# Multiple entry visitor visa?



## meesha121 (Apr 10, 2012)

I apologise for asking this question again as I know it was discussed recently because I remember reading it briefly but I can't find the post now that I need to know about this...

Firstly very happy to get my partners visitor visa granted today whilst we are awaiting the outcome of his partner visa application. The grant notice states;

Visa Grant Date: 16 October 2013
Stay For/Until: 3 Month(s)
Entries: Multiple
Last Date to Arrive: 16 October 2014

Does this mean that he can enter Australia as many times as he likes until 16 Oct 2014, as long as he doesn't stay more than 3mths on each visit? 
Is it really unlimited entries...like he could come for 1 week every month if he wanted to?


----------



## banyuwangi (Sep 20, 2013)

meesha121 said:


> I apologise for asking this question again as I know it was discussed recently because I remember reading it briefly but I can't find the post now that I need to know about this...
> 
> Firstly very happy to get my partners visitor visa granted today whilst we are awaiting the outcome of his partner visa application. The grant notice states;
> 
> ...


Hi meesha121,my wife got her multiple entry visa for one year and she came to Victoria twice and every time she came to Victoria she never stayed longer than 10 days and if I'm not mistaken she's been told that she can not stay any longer than three months per visit but also its a good idea if you give the immigration a call just to get the confirmation from them...Hope that helps...Cheeeers....

Regards,

banyuwangi


----------



## CCMS (Oct 10, 2013)

meesha121 said:


> The grant notice states;
> 
> Visa Grant Date: 16 October 2013
> Stay For/Until: 3 Month(s)
> ...


Yes, it is unlimited,in principle. They are looking for some "balance" between visits, but interpretation of what is balance and what is a "genuine visit" seems to vary wildly. Be prepared to be questioned on re-entry. I have had clients do overnight trips to NZ or PNG after 3 months with no problems, while others got the 3rd degree.


----------



## ilalang (Sep 5, 2013)

@meesha121

If it is subclass 676 (tourist visa), it is the multiple entry visa and the condition are :
8101	Not allowed to work
8201	Max 3 months for stay /study
8503	No further stay
Means your partner allowed to enter Australia many times with max 3 month stay every visit.


----------



## MarkNortham (Dec 19, 2012)

Hi Meesha -

It's also helpful to note that the 3-month stay will allow you to remain for the full length of that stay, even if it goes past the "Last date to arrive" date of the visa. So if you entered Australia 1 month before the expiration date of the visitor visa, you could still stay for the 3 month maximum period of the stay.

Hope this helps -

Best,

Mark Northam


----------



## meesha121 (Apr 10, 2012)

thank you so much for all your replies - we didn't say anything about multiple entries on our application so this is an unexpected surprise - this will definitely make the wait for his partner visa a little easier

just one more thing that I have just thought of - what if my partner is requested to attend an interview for his partner visa application whilst he is in Australia on his tourist visa? Would he be required to return to Indonesia or could he complete this over the phone whilst in Australia?


----------



## CollegeGirl (Nov 10, 2012)

That would be up to the CO conducting the interview, meesha.


----------



## banyuwangi (Sep 20, 2013)

meesha121 said:


> thank you so much for all your replies - we didn't say anything about multiple entries on our application so this is an unexpected surprise - this will definitely make the wait for his partner visa a little easier
> 
> just one more thing that I have just thought of - what if my partner is requested to attend an interview for his partner visa application whilst he is in Australia on his tourist visa? Would he be required to return to Indonesia or could he complete this over the phone whilst in Australia?

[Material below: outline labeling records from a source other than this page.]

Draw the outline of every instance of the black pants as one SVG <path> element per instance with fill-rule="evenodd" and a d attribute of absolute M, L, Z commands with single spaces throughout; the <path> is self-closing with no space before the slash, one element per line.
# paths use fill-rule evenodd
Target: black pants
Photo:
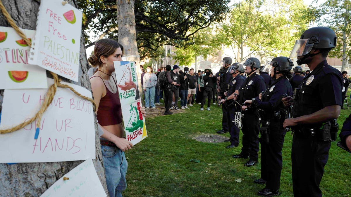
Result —
<path fill-rule="evenodd" d="M 329 157 L 331 143 L 294 135 L 291 147 L 294 196 L 322 196 L 319 184 Z"/>
<path fill-rule="evenodd" d="M 229 128 L 229 134 L 230 135 L 231 144 L 238 145 L 239 144 L 239 133 L 240 133 L 240 129 L 235 125 L 234 123 L 232 122 L 235 119 L 235 114 L 236 114 L 235 106 L 229 107 L 226 103 L 223 104 L 227 106 L 227 120 L 229 121 L 228 125 Z"/>
<path fill-rule="evenodd" d="M 170 110 L 170 108 L 172 104 L 173 92 L 171 90 L 170 88 L 165 89 L 163 92 L 165 93 L 165 108 L 166 108 L 165 111 L 168 111 Z"/>
<path fill-rule="evenodd" d="M 212 95 L 213 94 L 212 91 L 212 88 L 206 87 L 204 90 L 204 94 L 202 97 L 202 101 L 201 101 L 201 108 L 204 107 L 204 103 L 206 100 L 206 98 L 208 98 L 207 102 L 207 107 L 210 107 L 211 104 L 211 99 L 212 98 Z"/>
<path fill-rule="evenodd" d="M 261 178 L 267 180 L 266 188 L 273 190 L 279 189 L 283 159 L 282 149 L 286 131 L 271 122 L 269 143 L 261 142 Z M 264 137 L 261 137 L 264 138 Z"/>
<path fill-rule="evenodd" d="M 257 113 L 244 113 L 241 121 L 243 124 L 243 148 L 241 154 L 250 155 L 250 160 L 257 161 L 258 159 L 258 133 L 259 123 Z"/>

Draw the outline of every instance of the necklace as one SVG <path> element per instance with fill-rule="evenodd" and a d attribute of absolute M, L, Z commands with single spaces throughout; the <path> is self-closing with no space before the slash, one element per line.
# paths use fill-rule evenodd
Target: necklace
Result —
<path fill-rule="evenodd" d="M 99 71 L 101 71 L 101 72 L 102 72 L 102 71 L 100 70 L 99 70 L 98 69 L 98 70 Z M 104 73 L 104 72 L 102 72 L 102 73 L 104 73 L 105 74 L 106 74 L 106 73 Z M 104 79 L 104 77 L 102 77 L 102 75 L 101 75 L 101 74 L 100 74 L 100 73 L 99 73 L 99 74 L 100 75 L 100 76 L 101 76 L 101 77 L 102 78 L 102 79 Z M 107 75 L 110 75 L 110 76 L 111 76 L 111 75 L 109 75 L 108 74 L 106 74 Z M 109 80 L 108 81 L 107 81 L 107 83 L 108 84 L 108 85 L 110 86 L 110 87 L 111 87 L 111 88 L 112 89 L 112 91 L 114 91 L 114 85 L 113 85 L 113 83 L 114 83 L 114 82 L 113 81 L 111 81 L 111 77 L 112 77 L 112 76 L 111 76 L 110 77 L 110 80 Z M 111 82 L 111 83 L 112 83 L 112 86 L 111 85 L 111 84 L 110 83 L 110 82 Z"/>

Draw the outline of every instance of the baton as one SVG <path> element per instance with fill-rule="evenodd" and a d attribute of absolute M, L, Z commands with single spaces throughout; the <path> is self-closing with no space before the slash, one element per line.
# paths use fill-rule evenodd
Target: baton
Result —
<path fill-rule="evenodd" d="M 285 98 L 287 96 L 287 94 L 284 94 L 283 95 L 283 98 Z M 287 117 L 288 118 L 290 118 L 291 117 L 291 111 L 292 110 L 292 106 L 290 106 L 290 107 L 289 108 L 288 108 L 287 111 L 286 112 L 286 114 L 287 115 Z M 290 130 L 290 127 L 287 127 L 286 128 L 285 128 L 285 131 L 286 131 L 287 132 L 289 130 Z"/>

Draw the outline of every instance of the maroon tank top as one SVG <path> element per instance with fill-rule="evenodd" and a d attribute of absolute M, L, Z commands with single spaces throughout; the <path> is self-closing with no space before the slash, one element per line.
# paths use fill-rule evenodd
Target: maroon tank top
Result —
<path fill-rule="evenodd" d="M 100 99 L 98 113 L 96 115 L 99 124 L 101 126 L 107 126 L 121 123 L 122 107 L 119 100 L 118 89 L 117 89 L 115 93 L 113 94 L 107 88 L 102 78 L 99 76 L 94 76 L 90 79 L 95 77 L 100 77 L 106 88 L 106 95 Z M 117 84 L 113 77 L 112 79 L 116 84 L 117 88 Z"/>

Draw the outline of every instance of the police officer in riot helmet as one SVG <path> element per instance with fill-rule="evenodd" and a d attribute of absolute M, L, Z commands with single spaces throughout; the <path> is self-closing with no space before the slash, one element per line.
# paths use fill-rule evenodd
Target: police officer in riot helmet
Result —
<path fill-rule="evenodd" d="M 295 88 L 298 87 L 299 85 L 305 77 L 300 75 L 302 72 L 302 68 L 301 67 L 298 66 L 295 66 L 293 71 L 295 75 L 289 79 L 289 82 L 291 84 L 292 89 L 294 90 Z"/>
<path fill-rule="evenodd" d="M 264 94 L 260 94 L 259 100 L 246 101 L 250 103 L 244 110 L 256 107 L 261 110 L 261 178 L 254 180 L 256 183 L 265 184 L 266 186 L 258 193 L 260 196 L 270 196 L 278 193 L 280 185 L 282 158 L 282 149 L 286 131 L 283 128 L 286 110 L 282 98 L 284 94 L 292 95 L 292 89 L 287 77 L 291 76 L 290 70 L 293 64 L 290 58 L 273 58 L 263 68 L 269 72 L 275 79 Z"/>
<path fill-rule="evenodd" d="M 219 87 L 217 91 L 219 93 L 219 96 L 217 97 L 219 100 L 224 98 L 225 97 L 224 92 L 228 87 L 228 84 L 232 79 L 232 75 L 227 71 L 228 68 L 233 62 L 232 59 L 229 57 L 226 57 L 223 59 L 221 62 L 223 66 L 219 70 L 220 77 L 219 78 Z M 230 128 L 229 126 L 228 120 L 227 119 L 227 106 L 225 103 L 222 105 L 222 129 L 217 131 L 217 133 L 224 134 L 229 132 Z"/>
<path fill-rule="evenodd" d="M 234 96 L 234 99 L 236 100 L 238 96 L 238 102 L 241 103 L 253 98 L 258 99 L 261 92 L 266 90 L 266 82 L 261 76 L 256 73 L 260 66 L 259 60 L 255 57 L 250 57 L 242 64 L 245 66 L 245 73 L 247 74 L 247 78 L 243 82 L 238 96 Z M 233 157 L 241 158 L 250 157 L 250 159 L 244 165 L 250 167 L 258 162 L 259 122 L 257 108 L 250 108 L 243 113 L 241 121 L 243 148 L 240 154 L 233 155 Z"/>
<path fill-rule="evenodd" d="M 317 27 L 306 30 L 297 40 L 290 57 L 312 70 L 292 97 L 283 98 L 286 106 L 293 104 L 293 118 L 285 119 L 285 128 L 293 132 L 291 148 L 294 196 L 322 196 L 319 186 L 328 161 L 331 141 L 336 138 L 336 119 L 340 114 L 342 77 L 328 64 L 329 51 L 336 46 L 336 35 L 330 28 Z"/>
<path fill-rule="evenodd" d="M 271 75 L 268 74 L 268 73 L 266 72 L 266 70 L 263 70 L 263 67 L 264 67 L 264 66 L 261 66 L 260 67 L 260 75 L 262 77 L 263 79 L 266 82 L 266 87 L 268 87 L 272 84 L 273 82 L 273 80 L 272 80 L 272 77 L 271 77 Z"/>
<path fill-rule="evenodd" d="M 245 79 L 240 75 L 239 66 L 237 62 L 233 64 L 228 69 L 228 72 L 232 75 L 232 78 L 228 85 L 227 91 L 225 92 L 225 98 L 222 99 L 220 103 L 226 103 L 227 107 L 227 119 L 229 120 L 228 123 L 229 128 L 229 134 L 230 138 L 229 141 L 230 144 L 225 148 L 230 148 L 237 147 L 239 144 L 239 133 L 240 129 L 232 122 L 236 118 L 237 111 L 240 111 L 240 108 L 237 106 L 233 98 L 234 94 L 239 94 L 239 89 L 241 87 Z"/>

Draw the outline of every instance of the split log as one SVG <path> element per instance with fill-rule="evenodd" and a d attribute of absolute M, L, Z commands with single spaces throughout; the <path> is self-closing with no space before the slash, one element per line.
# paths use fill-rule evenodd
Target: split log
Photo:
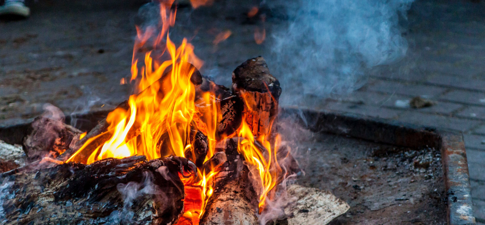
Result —
<path fill-rule="evenodd" d="M 211 109 L 212 104 L 216 104 L 220 114 L 217 116 L 216 127 L 216 140 L 220 141 L 230 136 L 239 128 L 242 121 L 243 103 L 237 95 L 231 92 L 229 88 L 216 84 L 209 78 L 202 76 L 202 82 L 195 88 L 195 107 L 200 113 Z M 203 98 L 204 94 L 211 93 L 215 96 L 211 102 L 206 102 Z M 210 115 L 207 116 L 211 116 Z M 204 125 L 197 122 L 198 127 Z M 205 122 L 205 121 L 203 121 Z"/>
<path fill-rule="evenodd" d="M 185 158 L 69 162 L 4 177 L 2 224 L 172 224 L 183 212 Z"/>
<path fill-rule="evenodd" d="M 239 127 L 242 121 L 243 109 L 242 102 L 237 96 L 231 93 L 229 89 L 223 86 L 217 85 L 209 79 L 203 77 L 195 67 L 194 67 L 191 64 L 188 63 L 187 64 L 192 67 L 191 69 L 195 70 L 195 72 L 191 77 L 191 81 L 196 87 L 196 96 L 198 96 L 198 98 L 200 99 L 203 95 L 203 93 L 208 91 L 213 92 L 212 93 L 215 93 L 216 96 L 218 96 L 217 99 L 215 100 L 216 102 L 211 103 L 217 104 L 220 108 L 219 110 L 221 113 L 221 116 L 218 117 L 216 132 L 216 139 L 220 140 L 224 137 L 229 136 Z M 166 74 L 169 73 L 170 73 L 170 70 Z M 163 82 L 163 78 L 164 77 L 160 78 L 157 82 Z M 149 88 L 146 89 L 148 89 Z M 160 95 L 160 96 L 162 96 L 163 95 Z M 203 109 L 204 108 L 210 107 L 209 104 L 196 105 L 198 111 L 202 112 L 201 113 L 207 111 Z M 115 110 L 127 111 L 129 110 L 129 108 L 130 106 L 128 101 L 125 101 L 121 103 Z M 203 122 L 204 121 L 199 121 L 197 123 L 197 125 L 202 126 Z M 109 124 L 106 121 L 106 119 L 101 121 L 97 126 L 90 131 L 83 139 L 72 145 L 67 150 L 60 155 L 57 159 L 61 161 L 67 160 L 76 153 L 88 140 L 93 137 L 98 136 L 93 141 L 90 142 L 88 146 L 86 146 L 85 149 L 83 150 L 82 152 L 80 152 L 79 155 L 76 156 L 76 161 L 85 162 L 83 160 L 87 159 L 96 148 L 104 143 L 110 138 L 111 134 L 106 132 L 109 126 Z M 127 139 L 130 140 L 134 138 L 140 134 L 140 132 L 139 125 L 135 123 L 130 129 L 127 135 Z"/>
<path fill-rule="evenodd" d="M 269 73 L 264 59 L 248 60 L 233 72 L 233 92 L 244 103 L 244 115 L 253 134 L 269 134 L 278 111 L 280 82 Z"/>
<path fill-rule="evenodd" d="M 0 140 L 0 173 L 26 165 L 27 156 L 19 146 L 9 145 Z"/>
<path fill-rule="evenodd" d="M 227 161 L 217 175 L 214 193 L 200 224 L 257 225 L 259 198 L 249 180 L 243 156 L 238 152 L 237 139 L 228 140 L 225 152 Z"/>
<path fill-rule="evenodd" d="M 344 214 L 350 208 L 345 202 L 330 191 L 293 185 L 288 188 L 289 195 L 294 198 L 285 208 L 289 215 L 289 225 L 326 225 Z"/>
<path fill-rule="evenodd" d="M 31 123 L 22 147 L 31 161 L 55 157 L 69 149 L 71 141 L 82 131 L 57 120 L 39 116 Z"/>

Hi meesha121,we were also surprise that my wife got her visa granted for one year because initially we only applied for tourist visa but instead my wife got a multiple entry visa for one year and we were very happy about it...Cheeers...


----------



## rsgurlygirl (Oct 29, 2013)

Hi. Im not sure if you already got your answer onthese 676 tourist. I currently have a 676 tourist. And yes you can go visit up to 3 months at a time within the year. But you have to leave when the 3 months is up. Just go offshore at least. I went onmy 1st one already. Came back to US to apply for pmv visa. And i will be going on my 2nd entry on my 676 tourist on feb 25,2014 for 3 months. Hopefully my pmv will be granted. But i still have to get offshore may 25. Since thats my 3 month line. Go to bali then either get an extension on my 676 or re apply for a new 600 TV since then my 676 will be expiring the following month when i go off shore. Cheers


----------